Opinion: Invest in violence prevention, not policing

Tiffany Cabán. AP PHOTO/FRANK FRANKLIN II.

Tiffany Cabán. AP PHOTO/FRANK FRANKLIN II.

By Tiffany Cabán

As the tenth year of Peace Week wraps up, it’s time for New York to tackle violence as a public health issue and commit resources to build the infrastructure necessary to keep communities safe. For too long, too many lawmakers have been preoccupied with the optics of public safety at the expense of the actual safety of Black, Brown and poor communities.

The current strategies of over-policing and mass incarceration give the illusion of safety and make for news media b-roll that promotes a false good guy vs. bad guy narrative. Community-led violence prevention programs decrease violence and save lives. The choice for which to fund is obvious.

The effectiveness of violence prevention programs isn’t speculation. In 1996, Boston saw a 63% decrease in youth gun violence when it implemented Operation Ceasefire, a program, that utilized peer-to-peer interventions, and social services. The city went 29 months without a youth homicide, in what was dubbed the “Boston Miracle.”

Beantown is no anomaly. Baltimore’s Safe Streets program cut youth violence by more than 50 percent in certain neighborhoods. Similar violence prevention programs have dramatically reduced violence in California, Indiana, and Ohio.

New York has success stories of its own. A $36 million investment in violence interruption groups from the Crisis Management System led to a 15 percent drop in shootings in 17 precincts in New York City in 2017 and a 41 percent reduction in shootings from 2013-2018.

Violence prevention nonprofits like Life Camp, Inc., Cure Violence, Operation H.O.O.D., and Man Up! have documented and demonstrable success, achieving decreases in violence that increased policing and mass incarceration not only don’t accomplish but exacerbate. Despite this, the city and state still aren’t equipping these organizations with the resources needed to put an end to violence.

What we are seeing is New York officials talk out of both sides of their mouth when it comes to violence prevention.

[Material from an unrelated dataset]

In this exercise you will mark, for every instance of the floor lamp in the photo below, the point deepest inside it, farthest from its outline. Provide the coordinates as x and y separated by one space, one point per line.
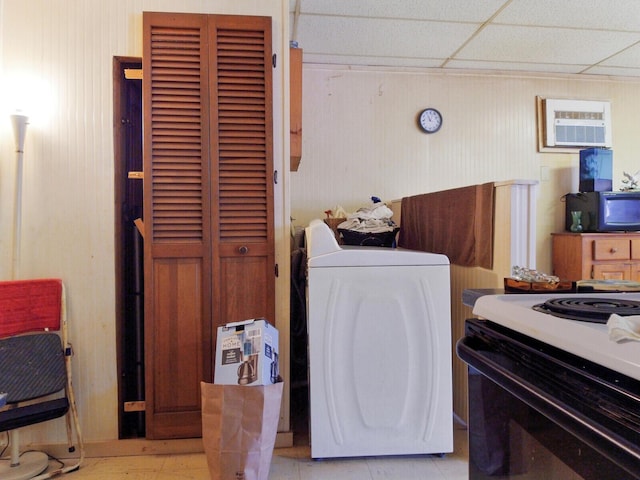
31 463
19 123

Elected officials will rightly applaud the success of violence interruption programs while wrongly increasing a police presence at subway stations in Black and Brown neighborhoods to the tune of $250 million over a four year period. For that quarter-billion return on investment, a string of viral videos of police standing around subways looking like an occupation force, guns drawn on unarmed teenagers, and the arrest of a churro vendor.

If we’re serious about really addressing violence, it’s time to do what works -- what we know works. We need a 1:1 ratio of violence interrupters -- community members who mediate and deescalate conflicts -- to youth at risk of gun violence.

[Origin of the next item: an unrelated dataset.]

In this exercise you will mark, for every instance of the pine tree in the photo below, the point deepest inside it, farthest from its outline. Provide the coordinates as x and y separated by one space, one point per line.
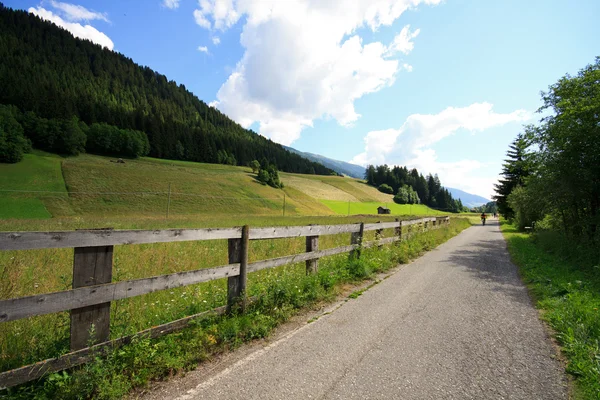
514 171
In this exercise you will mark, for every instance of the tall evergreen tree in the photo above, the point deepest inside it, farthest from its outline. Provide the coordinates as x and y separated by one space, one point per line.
514 171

Violence interrupters succeed where police and prisons fail because peace workers have a real investment in violence prevention outcomes. These front line workers have experienced the traumatic impact of violence and have done the work necessary to make themselves and their communities whole in its aftermath.

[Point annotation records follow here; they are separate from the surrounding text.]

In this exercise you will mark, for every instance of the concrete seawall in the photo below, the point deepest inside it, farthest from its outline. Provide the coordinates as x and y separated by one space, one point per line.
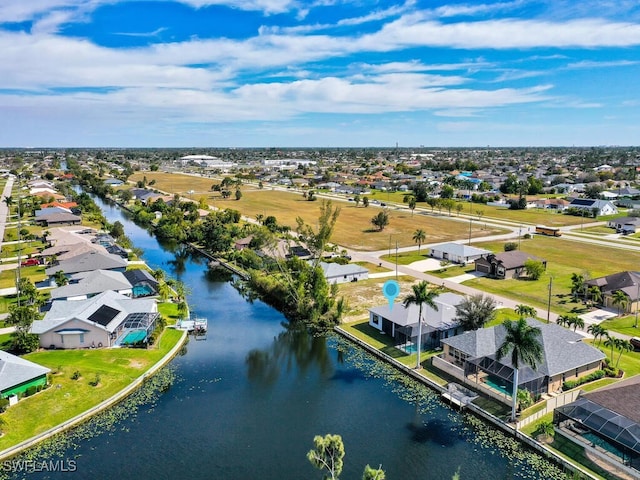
86 415
495 421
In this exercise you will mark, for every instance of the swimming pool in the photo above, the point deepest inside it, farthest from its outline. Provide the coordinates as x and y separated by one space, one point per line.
499 385
602 443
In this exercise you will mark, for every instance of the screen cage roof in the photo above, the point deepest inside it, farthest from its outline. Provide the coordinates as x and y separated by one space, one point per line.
604 421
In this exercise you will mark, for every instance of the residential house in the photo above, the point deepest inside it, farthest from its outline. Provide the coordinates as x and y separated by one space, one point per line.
456 252
337 273
627 282
505 264
590 205
471 357
624 224
105 320
89 284
557 204
143 284
401 323
55 218
18 374
87 262
606 424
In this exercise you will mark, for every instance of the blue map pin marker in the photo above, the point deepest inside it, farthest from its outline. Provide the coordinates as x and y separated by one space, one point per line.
391 290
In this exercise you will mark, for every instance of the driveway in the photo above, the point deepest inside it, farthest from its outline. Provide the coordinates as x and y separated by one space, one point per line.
598 316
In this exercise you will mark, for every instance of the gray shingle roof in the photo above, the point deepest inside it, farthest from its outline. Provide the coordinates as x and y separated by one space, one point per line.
15 370
563 349
441 318
89 283
63 310
88 261
332 270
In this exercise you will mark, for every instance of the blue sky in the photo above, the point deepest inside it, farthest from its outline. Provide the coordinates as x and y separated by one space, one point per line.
318 73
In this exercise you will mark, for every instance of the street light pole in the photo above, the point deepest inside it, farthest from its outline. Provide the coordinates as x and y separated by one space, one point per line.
549 301
635 325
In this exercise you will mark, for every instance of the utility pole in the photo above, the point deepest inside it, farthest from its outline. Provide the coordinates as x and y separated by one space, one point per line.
549 302
396 260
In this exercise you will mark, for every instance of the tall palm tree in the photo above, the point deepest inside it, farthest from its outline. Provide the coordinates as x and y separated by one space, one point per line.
525 311
624 346
620 299
596 294
598 331
611 343
421 295
523 342
419 237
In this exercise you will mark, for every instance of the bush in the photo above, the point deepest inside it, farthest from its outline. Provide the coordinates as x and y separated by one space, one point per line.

As Erica Ford, CEO and Founder of LIFE Camp, Inc. said, “This is not a job, this is my life.” Peace workers live in the areas they serve. There is no such thing as off the clock. Success or failure is a matter of literal life or death, not just stat lines in a research paper.

Proponents of increased policing, mass incarceration, and pretrial detention present the city and state with a false choice. It is not a question of either preventing crime or expanding community-minded models of violence prevention. The answer is preventing crimes and expanding community-minded models of violence prevention.

Public Advocate Jumaane Williams laid out the case for doing what works at the beginning of this year’s Peace Week.

“What I’m asking everybody, to join us in a revolutionary form of peace,” he said. “In a form of peace that actually works. A peace that does not mean 500 extra police officers in the subways. A peace that does not mean to peel back the gains that we’ve gotten from bail reform. A peace that does not mean we have to lock up as many black and brown people as humanly possible.”

To be clear, a real model of addressing violence as a matter of public health also involves transformational and targeted investments in housing, education, and employment for those who have been intentionally neglected and left in peril as other areas of the state have been given the tools and investments to prosper.

But a good place to start is asking why we have a million-dollar budget for proven violence prevention programs, but a billion-dollar budget for prisons and policing?

As we celebrate a decade of Peace Week, let’s build the infrastructure needed to keep us all safe and invest in the programs and people that work - that save lives.

Tiffany Cabán is a career public defender and former candidate for district attorney in Queens, New York. She is currently a national political organizer with the Working Families Party.